The burst parameter allows a queue of requests beyond the rate limit. Without burst, any request that exceeds the rate is immediately rejected. With burst=5, up to 5 extra requests are queued and processed at the permitted rate.

The nodelay flag changes burst behavior: instead of delaying burst requests until a slot is available, they are processed immediately but still counted against the quota. This is better for user experience on endpoints like login — a user clicking submit twice quickly does not wait, but a bot sending 100 requests per second still gets throttled after the burst is exhausted.

Whitelist Trusted IPs

Rate limiting applies to all clients including your own IP and monitoring tools.
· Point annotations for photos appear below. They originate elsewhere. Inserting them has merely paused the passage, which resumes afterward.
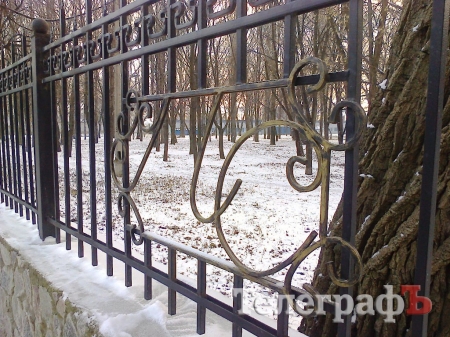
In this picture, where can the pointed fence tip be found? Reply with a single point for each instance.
(40, 26)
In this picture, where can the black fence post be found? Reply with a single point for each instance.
(45, 150)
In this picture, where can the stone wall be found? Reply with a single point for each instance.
(31, 307)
Use a geo or map block to exempt trusted IPs from the limit. This prevents your uptime monitor or your own office IP from triggering rate limits during testing.

# In http {} block — map trusted IPs to bypass key
geo $limit {
    default 1;
    127.0.0.1     0;        # localhost
    203.0.113.10  0;        # your office IP
}
map $limit $limit_key {
    0  "";
    1  $binary_remote_addr;
}
# Use $limit_key instead of $binary_remote_addr in zone:
limit_req_zone $limit_key zone=login:10m rate=5r/m;

Test That Rate Limiting Is Active

After applying your rate limit config and reloading Nginx, test by firing rapid requests at the protected endpoint. You should see 200 responses for the first few requests, then 429 responses once the burst is exhausted. Check the Nginx error log to confirm rate limit rejections are being logged.

# Fire 20 requests rapidly to test login rate limit
for i in {1..20}; do curl -o /dev/null -s -w "%{http_code}\n" -X POST https://example.com/wp-login.php; done
# Expected: first few 200, then 429s
# Check Nginx error log for rate limit messages
sudo tail -f /var/log/nginx/error.log | grep "limiting requests"

PREREQUISITE

Rate limiting protects individual endpoints but is not a substitute for a WAF or Fail2ban for brute-force protection. For complete protection, combine Nginx rate limiting with Fail2ban monitoring Nginx error logs and automatically banning IPs that trigger repeated 429 responses. CloudStick-managed servers can use this approach as part of a layered security configuration.